En Champagne, les vendanges ont commencé dès la mi-août, du jamais-vu pour certains viticulteurs. Sous l’effet des fortes chaleurs et de la sécheresse, le raisin a mûri à une vitesse record, obligeant les producteurs à revoir leurs habitudes.
En Champagne, le calendrier semble s’être emballé. Dans les coteaux d’Hautvillers, les vendangeurs sont déjà à l’œuvre alors que le mois d’août n’est pas terminé. Cette année, les premières récoltes ont officiellement débuté entre le 12 et le 17 août selon les secteurs et les cépages. Une précocité exceptionnelle, qui témoigne de l’évolution du climat dans la région.
Pour Alexandre Gobillard, directeur de production de la maison Gobillard & Fils, vendanger aussi tôt était autrefois impensable.
« Moi ça fait 30 ans que je travaille sur l'exploitation, et quand j’ai commencé, mon père me disait toujours : “Le 15 août, pars en vacances.” Aujourd’hui, nous sommes le 18 août et nous sommes en pleine vendange. C'est du jamais vu. » explique t-il.

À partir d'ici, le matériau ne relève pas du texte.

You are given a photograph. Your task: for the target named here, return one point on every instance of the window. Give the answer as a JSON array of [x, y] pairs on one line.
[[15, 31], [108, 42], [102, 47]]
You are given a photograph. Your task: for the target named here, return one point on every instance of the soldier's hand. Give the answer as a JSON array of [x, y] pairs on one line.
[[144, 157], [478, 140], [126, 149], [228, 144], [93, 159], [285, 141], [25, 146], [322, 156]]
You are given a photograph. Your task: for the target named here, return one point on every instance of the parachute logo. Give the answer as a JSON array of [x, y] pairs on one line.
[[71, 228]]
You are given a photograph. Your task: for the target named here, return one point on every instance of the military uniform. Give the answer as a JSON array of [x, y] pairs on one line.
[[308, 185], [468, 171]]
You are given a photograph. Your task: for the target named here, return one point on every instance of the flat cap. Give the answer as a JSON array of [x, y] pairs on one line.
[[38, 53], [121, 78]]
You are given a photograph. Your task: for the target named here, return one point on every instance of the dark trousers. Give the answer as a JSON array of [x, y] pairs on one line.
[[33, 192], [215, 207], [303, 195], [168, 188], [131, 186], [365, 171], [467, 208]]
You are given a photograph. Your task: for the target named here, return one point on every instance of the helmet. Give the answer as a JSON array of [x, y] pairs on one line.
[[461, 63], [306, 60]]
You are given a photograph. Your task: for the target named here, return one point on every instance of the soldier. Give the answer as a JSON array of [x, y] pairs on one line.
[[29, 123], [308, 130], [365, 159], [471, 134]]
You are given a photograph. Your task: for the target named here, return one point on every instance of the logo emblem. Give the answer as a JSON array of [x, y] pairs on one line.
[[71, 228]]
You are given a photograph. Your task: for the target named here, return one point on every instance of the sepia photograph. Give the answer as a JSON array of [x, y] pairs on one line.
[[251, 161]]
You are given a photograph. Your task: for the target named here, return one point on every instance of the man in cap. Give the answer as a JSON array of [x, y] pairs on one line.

La chaleur a fortement accéléré la maturation des raisins. Après un épisode de gel au fin mars (une première également), la Champagne a connu plusieurs vagues de chaleur et une sécheresse importante. Les températures ont notamment atteint 40 °C en juin dans certaines parties de la région.
La sécheresse a également concentré davantage les sucres dans les raisins. Les viticulteurs doivent donc surveiller de très près leur maturité afin de trouver le bon équilibre pour produire un champagne suffisamment frais et délicat.
Un peu plus à l'est à Tours-sur-Marne, même situation, l'exploitante de ces vignes, Ophélie Lapie-Lamiable, ne peut que constater que depuis une vingtaine d'année, et notamment la canicule de 2003, les vendanges sont systématiquement avancées et qu'il faudra sans doute s'y habituer.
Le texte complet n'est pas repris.